In the far future, there's a war brewing in an interstellar empire. The tyrannical Risen cover scanEmpire, ruled by a caste of scientifically created immortals with divine pretensions, is being undermined by the Rix, a terrorist group that worships sentient artificial intelligences.

Scott Westerfeld's fourth novel, The Risen Empire, is the first of a two-book series called Succession. It's a space opera played on a grand stage against an admirably complex political backdrop, but the execution doesn't do the premise justice.

The Risen Empire borrows too transparently from George Lucas's Star Wars and, to a lesser degree, Frank Herbert's Dune, giving this enterprise a much too familiar aura. Westerfeld's previous novel, Evolution's Darling, also wore its influences on its sleeve, but in that case Westerfeld seemed to be striving for a bold new synthesis, while in The Risen Empire it feels like he's using second-hand ideas.
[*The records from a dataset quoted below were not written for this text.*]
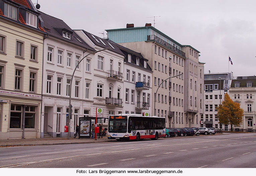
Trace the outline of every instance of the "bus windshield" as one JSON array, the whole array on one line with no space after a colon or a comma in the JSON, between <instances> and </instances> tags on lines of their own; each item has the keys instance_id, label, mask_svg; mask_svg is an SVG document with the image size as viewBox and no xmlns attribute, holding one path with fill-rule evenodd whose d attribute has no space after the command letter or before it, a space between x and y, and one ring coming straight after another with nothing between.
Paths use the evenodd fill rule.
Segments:
<instances>
[{"instance_id":1,"label":"bus windshield","mask_svg":"<svg viewBox=\"0 0 256 176\"><path fill-rule=\"evenodd\" d=\"M109 117L108 132L125 133L127 131L127 117L114 116Z\"/></svg>"}]
</instances>

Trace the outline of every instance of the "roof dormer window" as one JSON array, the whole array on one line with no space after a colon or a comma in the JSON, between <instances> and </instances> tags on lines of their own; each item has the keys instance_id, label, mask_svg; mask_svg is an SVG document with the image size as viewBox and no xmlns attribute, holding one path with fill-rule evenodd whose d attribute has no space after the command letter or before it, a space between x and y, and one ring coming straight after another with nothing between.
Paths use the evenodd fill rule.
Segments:
<instances>
[{"instance_id":1,"label":"roof dormer window","mask_svg":"<svg viewBox=\"0 0 256 176\"><path fill-rule=\"evenodd\" d=\"M17 20L17 7L7 3L4 3L4 13L5 16Z\"/></svg>"},{"instance_id":2,"label":"roof dormer window","mask_svg":"<svg viewBox=\"0 0 256 176\"><path fill-rule=\"evenodd\" d=\"M37 17L31 13L26 13L26 23L27 24L35 27L37 27Z\"/></svg>"},{"instance_id":3,"label":"roof dormer window","mask_svg":"<svg viewBox=\"0 0 256 176\"><path fill-rule=\"evenodd\" d=\"M71 34L67 32L64 31L63 37L71 40Z\"/></svg>"}]
</instances>

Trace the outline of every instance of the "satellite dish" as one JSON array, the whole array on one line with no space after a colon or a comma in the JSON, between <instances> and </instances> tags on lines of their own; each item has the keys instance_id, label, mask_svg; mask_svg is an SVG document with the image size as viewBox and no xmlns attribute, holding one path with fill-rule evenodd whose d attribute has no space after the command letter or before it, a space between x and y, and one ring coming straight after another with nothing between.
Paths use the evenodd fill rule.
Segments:
<instances>
[{"instance_id":1,"label":"satellite dish","mask_svg":"<svg viewBox=\"0 0 256 176\"><path fill-rule=\"evenodd\" d=\"M36 8L36 9L39 9L40 8L40 5L39 4L37 4L35 5L35 8Z\"/></svg>"}]
</instances>

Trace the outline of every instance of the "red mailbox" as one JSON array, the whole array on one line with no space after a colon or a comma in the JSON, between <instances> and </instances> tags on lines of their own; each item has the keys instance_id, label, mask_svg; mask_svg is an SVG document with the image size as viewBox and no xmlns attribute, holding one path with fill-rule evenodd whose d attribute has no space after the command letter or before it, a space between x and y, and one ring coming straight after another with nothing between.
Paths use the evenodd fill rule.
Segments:
<instances>
[{"instance_id":1,"label":"red mailbox","mask_svg":"<svg viewBox=\"0 0 256 176\"><path fill-rule=\"evenodd\" d=\"M64 132L68 132L69 127L68 126L65 125L64 127Z\"/></svg>"}]
</instances>

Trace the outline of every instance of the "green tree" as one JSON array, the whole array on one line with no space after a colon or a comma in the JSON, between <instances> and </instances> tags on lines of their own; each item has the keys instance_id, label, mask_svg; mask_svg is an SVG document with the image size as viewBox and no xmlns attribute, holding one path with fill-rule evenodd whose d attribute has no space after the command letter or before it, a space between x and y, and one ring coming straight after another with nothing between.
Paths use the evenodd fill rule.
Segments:
<instances>
[{"instance_id":1,"label":"green tree","mask_svg":"<svg viewBox=\"0 0 256 176\"><path fill-rule=\"evenodd\" d=\"M217 108L219 123L231 125L231 131L233 125L238 126L243 121L244 110L240 107L238 103L234 102L227 93L225 94L224 101Z\"/></svg>"}]
</instances>

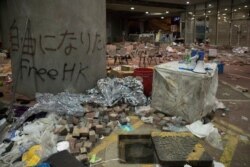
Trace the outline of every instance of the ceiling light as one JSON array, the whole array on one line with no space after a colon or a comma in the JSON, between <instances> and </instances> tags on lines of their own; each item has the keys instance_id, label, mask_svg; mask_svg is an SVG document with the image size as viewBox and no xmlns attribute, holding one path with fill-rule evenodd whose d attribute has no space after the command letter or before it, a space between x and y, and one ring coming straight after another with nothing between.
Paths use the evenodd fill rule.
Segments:
<instances>
[{"instance_id":1,"label":"ceiling light","mask_svg":"<svg viewBox=\"0 0 250 167\"><path fill-rule=\"evenodd\" d=\"M150 13L150 15L152 15L152 16L160 16L160 15L162 15L162 13Z\"/></svg>"}]
</instances>

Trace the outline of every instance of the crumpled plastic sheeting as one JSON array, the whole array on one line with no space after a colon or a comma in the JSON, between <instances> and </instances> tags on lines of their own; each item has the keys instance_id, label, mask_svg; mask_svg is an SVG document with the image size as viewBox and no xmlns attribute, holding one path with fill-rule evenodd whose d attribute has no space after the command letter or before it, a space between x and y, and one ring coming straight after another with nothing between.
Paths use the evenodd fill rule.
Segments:
<instances>
[{"instance_id":1,"label":"crumpled plastic sheeting","mask_svg":"<svg viewBox=\"0 0 250 167\"><path fill-rule=\"evenodd\" d=\"M62 92L57 95L51 93L37 93L37 103L33 107L30 107L28 111L13 124L13 128L19 128L27 118L40 112L55 112L61 115L83 116L84 109L81 106L83 99L82 94L72 94L69 92Z\"/></svg>"},{"instance_id":2,"label":"crumpled plastic sheeting","mask_svg":"<svg viewBox=\"0 0 250 167\"><path fill-rule=\"evenodd\" d=\"M132 106L145 105L147 98L143 93L142 83L134 77L104 78L97 82L97 87L89 89L86 94L62 92L57 95L37 93L37 104L29 108L13 126L20 127L31 115L39 112L56 112L61 115L83 116L81 103L95 103L101 106L113 106L124 102Z\"/></svg>"},{"instance_id":3,"label":"crumpled plastic sheeting","mask_svg":"<svg viewBox=\"0 0 250 167\"><path fill-rule=\"evenodd\" d=\"M124 102L132 106L145 105L147 98L143 94L142 83L133 77L104 78L97 82L97 87L87 91L83 102L101 106L114 106Z\"/></svg>"},{"instance_id":4,"label":"crumpled plastic sheeting","mask_svg":"<svg viewBox=\"0 0 250 167\"><path fill-rule=\"evenodd\" d=\"M178 62L155 66L151 106L192 123L210 113L218 87L217 65L208 74L178 69Z\"/></svg>"},{"instance_id":5,"label":"crumpled plastic sheeting","mask_svg":"<svg viewBox=\"0 0 250 167\"><path fill-rule=\"evenodd\" d=\"M37 93L36 100L38 102L37 109L47 112L57 112L58 114L67 114L82 116L83 107L81 106L83 95L62 92L57 95L50 93Z\"/></svg>"},{"instance_id":6,"label":"crumpled plastic sheeting","mask_svg":"<svg viewBox=\"0 0 250 167\"><path fill-rule=\"evenodd\" d=\"M31 146L37 144L41 145L43 148L43 154L41 155L42 159L54 154L57 151L57 136L53 133L53 130L55 129L57 121L58 117L56 114L49 114L46 118L41 118L24 125L23 129L26 130L20 131L19 135L11 139L15 142L14 146L10 152L0 156L0 161L7 164L7 166L20 166L20 164L13 164L13 162ZM40 128L35 129L38 126ZM33 133L33 131L36 131L36 133Z\"/></svg>"},{"instance_id":7,"label":"crumpled plastic sheeting","mask_svg":"<svg viewBox=\"0 0 250 167\"><path fill-rule=\"evenodd\" d=\"M234 53L247 53L249 50L248 50L248 47L237 47L237 48L233 48L233 52Z\"/></svg>"}]
</instances>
This new novel reads more like an outline than a finished book. The characters and relationships are purely functional, and thus often unbelievable. This functionality is emphasized by Westerfeld's choice to title sub-chapters after the focus character's role (Captain, Senator, and so on). The prose is sober and colourless to a fault, describing in a flat monotone and in minute detail an endless series of military operations.
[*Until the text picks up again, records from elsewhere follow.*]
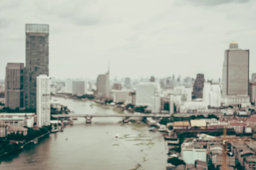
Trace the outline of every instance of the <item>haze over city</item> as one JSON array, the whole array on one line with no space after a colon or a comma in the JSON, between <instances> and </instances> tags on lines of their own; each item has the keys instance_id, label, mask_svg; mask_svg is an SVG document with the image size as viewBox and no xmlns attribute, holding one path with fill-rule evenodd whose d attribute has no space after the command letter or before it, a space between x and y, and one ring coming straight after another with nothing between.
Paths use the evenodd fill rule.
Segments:
<instances>
[{"instance_id":1,"label":"haze over city","mask_svg":"<svg viewBox=\"0 0 256 170\"><path fill-rule=\"evenodd\" d=\"M112 77L202 73L218 79L233 40L250 50L250 77L256 72L256 5L230 0L4 1L0 79L8 62L25 62L27 23L50 26L51 77L96 79L110 60Z\"/></svg>"}]
</instances>

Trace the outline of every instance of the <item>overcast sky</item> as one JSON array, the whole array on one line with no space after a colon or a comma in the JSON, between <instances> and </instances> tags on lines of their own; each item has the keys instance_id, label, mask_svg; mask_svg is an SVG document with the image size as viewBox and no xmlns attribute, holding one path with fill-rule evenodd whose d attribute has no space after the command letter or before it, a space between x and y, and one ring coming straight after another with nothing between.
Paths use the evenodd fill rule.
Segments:
<instances>
[{"instance_id":1,"label":"overcast sky","mask_svg":"<svg viewBox=\"0 0 256 170\"><path fill-rule=\"evenodd\" d=\"M96 79L109 60L112 78L221 78L233 40L256 72L255 0L2 0L0 79L8 62L25 62L26 23L49 25L56 78Z\"/></svg>"}]
</instances>

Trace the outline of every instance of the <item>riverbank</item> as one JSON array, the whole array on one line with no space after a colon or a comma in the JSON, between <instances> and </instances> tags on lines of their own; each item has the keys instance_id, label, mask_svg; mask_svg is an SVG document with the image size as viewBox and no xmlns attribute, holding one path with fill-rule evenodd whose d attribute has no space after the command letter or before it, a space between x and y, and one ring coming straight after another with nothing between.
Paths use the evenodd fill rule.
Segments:
<instances>
[{"instance_id":1,"label":"riverbank","mask_svg":"<svg viewBox=\"0 0 256 170\"><path fill-rule=\"evenodd\" d=\"M43 134L40 136L35 138L33 139L30 140L29 141L27 142L24 142L22 143L20 142L20 141L15 141L14 140L6 140L4 141L6 142L9 142L9 144L10 144L11 142L12 142L12 144L11 144L13 145L14 144L16 144L16 146L13 146L13 149L12 150L10 150L9 152L5 152L3 154L0 155L0 159L2 159L5 157L12 155L13 154L15 154L20 152L22 152L22 150L24 149L24 148L32 143L34 143L34 144L37 144L38 142L38 141L39 139L41 139L45 137L49 137L49 136L50 133L50 131L48 131L48 132ZM25 142L25 143L24 142Z\"/></svg>"}]
</instances>

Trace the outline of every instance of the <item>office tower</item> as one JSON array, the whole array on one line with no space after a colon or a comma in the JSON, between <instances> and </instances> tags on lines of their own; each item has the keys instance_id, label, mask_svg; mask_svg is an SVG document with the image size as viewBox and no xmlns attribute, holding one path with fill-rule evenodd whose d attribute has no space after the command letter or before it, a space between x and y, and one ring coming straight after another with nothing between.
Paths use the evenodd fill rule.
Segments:
<instances>
[{"instance_id":1,"label":"office tower","mask_svg":"<svg viewBox=\"0 0 256 170\"><path fill-rule=\"evenodd\" d=\"M215 108L220 107L221 94L220 85L211 84L208 82L205 83L203 90L203 99L207 106Z\"/></svg>"},{"instance_id":2,"label":"office tower","mask_svg":"<svg viewBox=\"0 0 256 170\"><path fill-rule=\"evenodd\" d=\"M65 92L67 93L72 93L73 91L73 80L72 79L67 79L65 82Z\"/></svg>"},{"instance_id":3,"label":"office tower","mask_svg":"<svg viewBox=\"0 0 256 170\"><path fill-rule=\"evenodd\" d=\"M50 125L49 80L49 77L46 75L40 75L36 78L36 124L38 127Z\"/></svg>"},{"instance_id":4,"label":"office tower","mask_svg":"<svg viewBox=\"0 0 256 170\"><path fill-rule=\"evenodd\" d=\"M6 68L6 108L24 108L24 63L8 63Z\"/></svg>"},{"instance_id":5,"label":"office tower","mask_svg":"<svg viewBox=\"0 0 256 170\"><path fill-rule=\"evenodd\" d=\"M203 89L204 81L204 74L197 74L193 86L193 92L196 98L203 98Z\"/></svg>"},{"instance_id":6,"label":"office tower","mask_svg":"<svg viewBox=\"0 0 256 170\"><path fill-rule=\"evenodd\" d=\"M113 89L121 90L122 89L122 85L121 83L115 83L113 85Z\"/></svg>"},{"instance_id":7,"label":"office tower","mask_svg":"<svg viewBox=\"0 0 256 170\"><path fill-rule=\"evenodd\" d=\"M256 82L256 73L252 74L252 79L251 81L253 82Z\"/></svg>"},{"instance_id":8,"label":"office tower","mask_svg":"<svg viewBox=\"0 0 256 170\"><path fill-rule=\"evenodd\" d=\"M36 79L49 76L49 26L26 24L25 107L36 108Z\"/></svg>"},{"instance_id":9,"label":"office tower","mask_svg":"<svg viewBox=\"0 0 256 170\"><path fill-rule=\"evenodd\" d=\"M109 66L108 71L104 74L99 74L97 78L97 97L102 98L110 97L110 81L109 80Z\"/></svg>"},{"instance_id":10,"label":"office tower","mask_svg":"<svg viewBox=\"0 0 256 170\"><path fill-rule=\"evenodd\" d=\"M73 80L72 94L82 96L86 94L88 87L87 82L84 80Z\"/></svg>"},{"instance_id":11,"label":"office tower","mask_svg":"<svg viewBox=\"0 0 256 170\"><path fill-rule=\"evenodd\" d=\"M160 84L156 82L141 82L136 87L136 105L151 106L152 97L160 91Z\"/></svg>"},{"instance_id":12,"label":"office tower","mask_svg":"<svg viewBox=\"0 0 256 170\"><path fill-rule=\"evenodd\" d=\"M255 103L256 100L256 82L250 83L250 101Z\"/></svg>"},{"instance_id":13,"label":"office tower","mask_svg":"<svg viewBox=\"0 0 256 170\"><path fill-rule=\"evenodd\" d=\"M161 97L153 96L151 98L151 107L152 113L159 113L161 112Z\"/></svg>"},{"instance_id":14,"label":"office tower","mask_svg":"<svg viewBox=\"0 0 256 170\"><path fill-rule=\"evenodd\" d=\"M233 41L225 51L222 70L222 99L226 105L250 102L249 50L238 48Z\"/></svg>"}]
</instances>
The result is a cold and uninvolving read, bereft of emotion and excitement. The Risen Empire's plot structure is all too transparent, driven by too many contrived cliffhangers. In fact, the book ends on a cliffhanger.

Westerfeld's world is carefully imagined, but his purpose remains, at best, vague. This whole novel ends up feeling like nothing more than a prologue, but not one enticing enough to make this reader want to stick around for the main feature.


Originally published in
The Montreal Gazette, Saturday, 19 July 2003.

Claude Lalumière's Fantastic Fiction is a series of
capsule reviews first published in the Saturday Books
section of The Montreal Gazette.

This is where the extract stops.